Replies are listed 'Best First'.
Re: Need direction on mass find/replacement in HTML files. by WizardOfUz (Friar) on Apr 20, 2010 at 17:03 UTC
Maybe you can use Wget for this? Take a look at the `--mirror` and the `–-convert-links` option.	[reply] [d/l] [select]
Re^2: Need direction on mass find/replacement in HTML files. by kevin4truth (Initiate) on Apr 20, 2010 at 18:15 UTC
Thanks, but I already tried that with great pain; it didn't properly parse and localize the PHP queries.	[reply]

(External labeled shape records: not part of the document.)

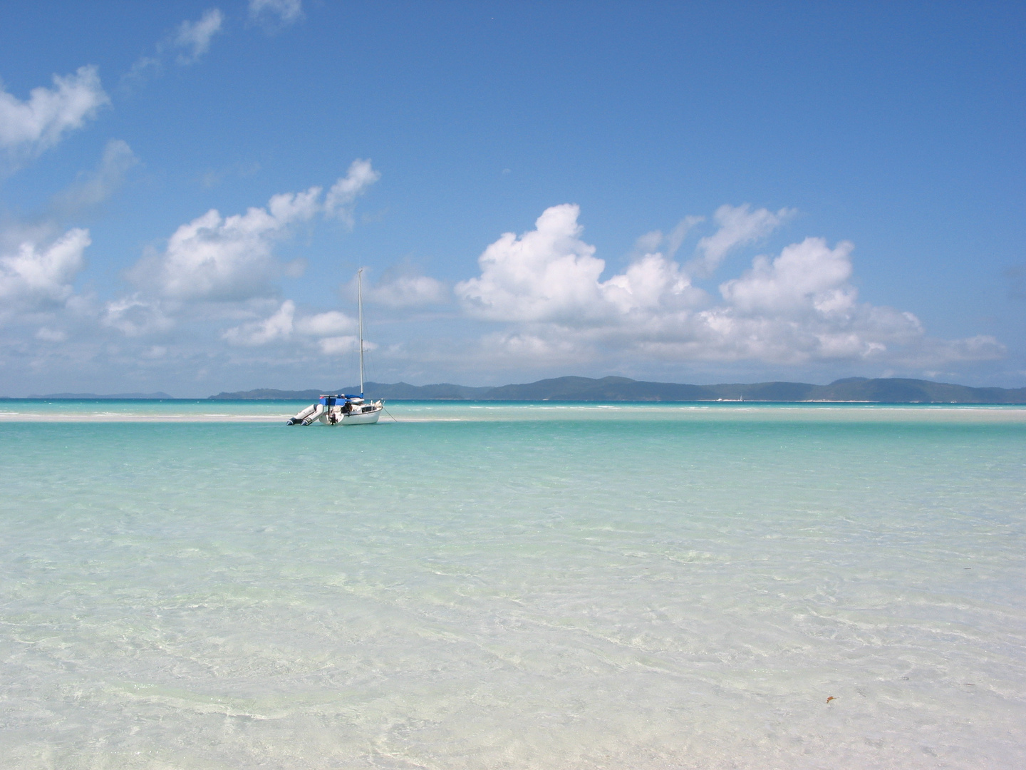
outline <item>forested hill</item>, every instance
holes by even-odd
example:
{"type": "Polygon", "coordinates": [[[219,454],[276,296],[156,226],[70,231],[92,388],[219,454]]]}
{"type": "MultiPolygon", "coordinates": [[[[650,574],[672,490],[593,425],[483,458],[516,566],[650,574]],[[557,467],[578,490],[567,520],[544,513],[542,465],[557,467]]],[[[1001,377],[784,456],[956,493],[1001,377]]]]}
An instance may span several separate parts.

Re: Need direction on mass find/replacement in HTML files. by starX (Chaplain) on Apr 20, 2010 at 18:42 UTC
I've written things like this before that do something similar with files in a local directory. In those cases, it was pretty simple to set up a stack of directories to investigate separate from the list of files I was building, and just keep processing until the stack was empty. I think your problem is similar. It might look something like this: while ($url_stack is not empty) { $url = pop $url_stack; open URL $url; while (<URL>) { my @words split / /, $_ # split a line into words # For each word in the line, see if it's a URL. Push # it to the stack and substitute the local path if it # is foreach my $word @words { if $word =~ m/^http:\/\//; push $word $url_stack; $word =~ s/'remote_path'/'local_path'/; } # join all the words together into a new line join @words my $output_line; # write that line into the local version of the file. print <LOCAL_VERSION> $output_line; } } [download] As this is intended to be a psuedo-code snippet, I'm obviously leaving a lot out, like opening the output file, &c, but I think the basic premise is sound. That said, I'm sure there is an easier way to do it. w3mir, for example. You also might look into wget options to make sure you're not missing something in there. Good luck!	[reply] [d/l]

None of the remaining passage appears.